急成長を遂げた同社の歩みも、すべての時期において必ずしも順風満帆ではなかった。
「大手デベロッパーも廃業に至ったリーマンショック時には、社内のあらゆるコストを削減するだけでなく、企業を存続させるための苦渋の選択として、大規模なリストラ策も講じずには持ちこたえられませんでした」(深川氏)
いよいよマンションが売れない時代が到来。同社は低迷する環境の中に打開策を探った。
「経営難で早期現金化を希望するデベロッパーから物件をまとめて買い取って低価格で販売したり、建設中に事業を中断した物件を当社で引き継ぐなど、いわゆるアウトレットマンション事業です。途上でストップした物件をリムーブすることで、次のステップを失っていた街を活性化することができるのです」(深川氏)

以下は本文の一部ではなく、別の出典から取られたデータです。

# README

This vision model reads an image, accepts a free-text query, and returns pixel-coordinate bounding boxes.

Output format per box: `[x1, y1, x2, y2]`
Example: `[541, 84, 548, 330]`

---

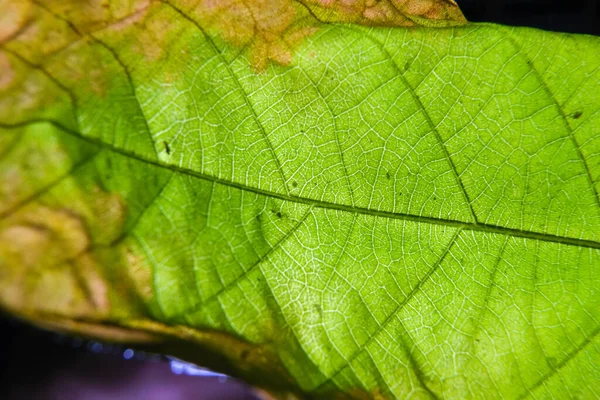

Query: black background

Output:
[0, 0, 600, 400]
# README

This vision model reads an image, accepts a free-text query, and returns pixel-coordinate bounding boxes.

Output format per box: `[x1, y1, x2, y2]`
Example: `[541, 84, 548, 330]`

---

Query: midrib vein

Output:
[0, 119, 600, 249]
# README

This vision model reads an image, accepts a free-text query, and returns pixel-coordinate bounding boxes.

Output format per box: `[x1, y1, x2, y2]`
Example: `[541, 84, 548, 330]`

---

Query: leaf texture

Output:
[0, 2, 600, 399]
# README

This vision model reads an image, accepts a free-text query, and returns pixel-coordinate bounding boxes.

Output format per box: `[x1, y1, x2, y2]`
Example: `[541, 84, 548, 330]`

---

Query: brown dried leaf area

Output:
[185, 0, 466, 71]
[0, 188, 125, 318]
[184, 0, 319, 71]
[298, 0, 467, 26]
[0, 0, 466, 74]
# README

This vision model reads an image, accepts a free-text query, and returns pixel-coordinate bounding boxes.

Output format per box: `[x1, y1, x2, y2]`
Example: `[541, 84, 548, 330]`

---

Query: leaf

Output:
[0, 1, 600, 398]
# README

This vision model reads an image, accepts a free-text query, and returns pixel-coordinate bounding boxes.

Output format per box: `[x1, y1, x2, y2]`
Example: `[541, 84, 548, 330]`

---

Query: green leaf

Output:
[0, 2, 600, 399]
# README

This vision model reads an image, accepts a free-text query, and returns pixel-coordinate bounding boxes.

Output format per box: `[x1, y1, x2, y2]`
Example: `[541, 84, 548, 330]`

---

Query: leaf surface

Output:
[0, 2, 600, 398]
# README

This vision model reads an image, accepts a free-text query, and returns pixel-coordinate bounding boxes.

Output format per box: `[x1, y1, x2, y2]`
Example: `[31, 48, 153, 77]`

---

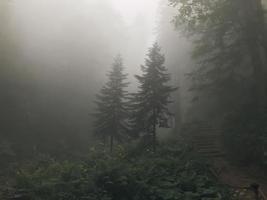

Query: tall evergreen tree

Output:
[95, 55, 128, 152]
[169, 0, 267, 110]
[131, 43, 176, 151]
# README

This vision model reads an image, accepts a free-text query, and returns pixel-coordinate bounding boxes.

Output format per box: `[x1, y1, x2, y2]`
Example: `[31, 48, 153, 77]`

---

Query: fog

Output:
[1, 0, 174, 153]
[0, 0, 267, 200]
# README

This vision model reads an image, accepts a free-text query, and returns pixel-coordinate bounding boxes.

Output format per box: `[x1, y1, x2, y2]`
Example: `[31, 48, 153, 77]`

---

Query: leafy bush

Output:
[12, 143, 229, 200]
[223, 104, 267, 164]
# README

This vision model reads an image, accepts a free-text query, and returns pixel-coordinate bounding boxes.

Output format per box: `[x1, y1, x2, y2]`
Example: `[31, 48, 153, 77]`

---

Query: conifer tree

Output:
[131, 43, 176, 151]
[95, 55, 128, 152]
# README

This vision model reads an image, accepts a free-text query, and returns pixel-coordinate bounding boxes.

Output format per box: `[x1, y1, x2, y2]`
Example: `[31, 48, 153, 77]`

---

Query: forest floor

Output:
[213, 158, 267, 199]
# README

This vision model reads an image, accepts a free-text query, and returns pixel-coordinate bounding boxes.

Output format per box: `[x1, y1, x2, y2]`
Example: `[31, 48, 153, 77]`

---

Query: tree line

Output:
[94, 43, 176, 152]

これは現在同社が推進する市街地再開発事業に受け継がれている。
また、国内で培ったマンション分譲事業をベースに海外にも進出。2013年には中国・蘇州市で「北極星花園(ポレスター ガーデン)」の建設に着手。
「中国にはまだあまり内装付きの分譲マンションがありませんでした。そこで日本と中国それぞれの良いところを融合し、徹底した施工管理によって高品質な住居をつくりました。内装付きの分譲マンションを現地に受け入れられる適正な価格で販売することにより、12棟、853戸という大規模物件が、早期に完売しました」(深川氏)
大手デベロッパーも苦戦する中国で成功を収めた同社は、さらなる海外展開を目指す。また、都内では海外投資家向けの物件を展開するなど、インバウンド、アウトバウンドを積極的に推し進めている。
これら多岐にわたる事業に貫かれているのが、同社の「利他と感謝」という経営理念だ。
「顧客、社員、株主、社会、家族、自然など自分以外のすべてを利することを喜び、感謝が感謝を生む人間社会実現のために、私たちは利他と感謝の精神で取り組んでいます」(深川氏)
社会貢献事業として同社はカンボジアに学校建設を進めており、来年1月には開校式を迎える予定だ。
確かな経営理念のもと事業領域を拡大し、社名の由来である毬藻(まりも)のように、しっかりと着実に、今後も大きく成長を続けていくことだろう。